Metals One (MET1 ) has highlighted an announcement from investee company Lions Bay Capital regarding both an offer for all the assets of Vantage Goldfields Ltd by its 47.4%-owned associate Lions Bay Resources Pty, and the extension of an option to acquire the cogeneration plant.
This follows developments at the end of last year, when LBR, which is owned 47.4% by Lions Bay, 47.6% by its management team, and 5% by Metals One, made an offer to acquire the assets of Vantage Goldfields Ltd, Makhonjwaan Imperial Mines Ltd and Barbrook Mines Ltd, all in business rescue.
This offer comprised cash and shares to be issued to creditors in both Metals One and Lions Bay, as well as certain rehabilitation undertakings, in particular relating to the flooding of the Lily mine.
This offer was predicated upon the collapse of a prior business rescue plan, put forward by Ultra Concepts Limited, and in the face of a liquidation application of the group. The business rescue practitioner elected not to put the LBR offer to creditors, and on the return date of the liquidation application, which was heard on 28 January 28 2026 in the High Court of South Africa, advised the court that he was entertaining other offers, none of which were disclosed. In the interim, a further intervening application to remove the business rescue practitioner has been brought by a creditor, namely Goldstream (Pty) Ltd.
Accordingly, the business rescue process for Vantage Goldfields is ongoing.
The High Court of South Africa is due to meet on 2nd March 2026 to consider final proposals from the Business Rescue Practitioner, including the offer made by Lions Bay Resources Pty, and other interested parties.
LBR has paid the security costs of the Vantage assets for the past five months, and is of the view its plan has de facto been implemented, and will argue this in court.
Furthermore, LBR representatives are actively engaging with the local community, regulatory bodies, and various stakeholders to help facilitate and agree a plan to finance the safe and timely reopening of the mining operations.
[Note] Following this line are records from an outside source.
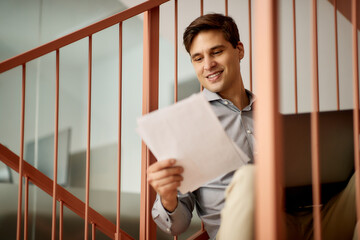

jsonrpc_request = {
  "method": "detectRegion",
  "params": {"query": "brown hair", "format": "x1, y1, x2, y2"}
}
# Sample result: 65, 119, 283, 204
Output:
183, 13, 240, 53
LBR has now entered into an agreement to extend the expiry date of its option to purchase a cogeneration power plant to February 28, 2026.
This represents the second extension of the option. LBR has paid US$10,000 for each extension, with these amounts credited toward the total purchase price. To date, LBR has paid an aggregate of US$85,000, with US$1,305,000 remaining payable upon exercise of the option prior to expiry.
LBR holds the option to acquire a cogeneration power plant located in KwaZulu‑Natal, South Africa, which it intends to modify to support the roasting and recovery of gold from concentrate.
The plant is capable of producing both electricity and steam and was constructed and commissioned in 2020 at an original cost of approximately US$19.4 million. The facility operated for approximately one year before being placed on care and maintenance in 2021.
LBR now expects to finalise the CPR and leaseholder negotiations relating to its cogeneration power plant in the coming weeks and has, by mutual agreement, extended the option to acquire the plant to the end of February 2026.
"Metals One is encouraged by the progress of the Vantage offer which remains in play and the broader strategy to create a vertically integrated South African gold business,” said Daniel Maling, managing director of Metals One.
View from Vox
It’s a complex situation to be embroiled in, but the outcome could be extremely favourable to Lions Bay, and by extension Metals One. The opportunity is to create a vertically-integrated gold producer in one of the world’s great mining jurisdiction, using assets with a far higher replacement value than Lions Bay is likely to pay. There is much to play for.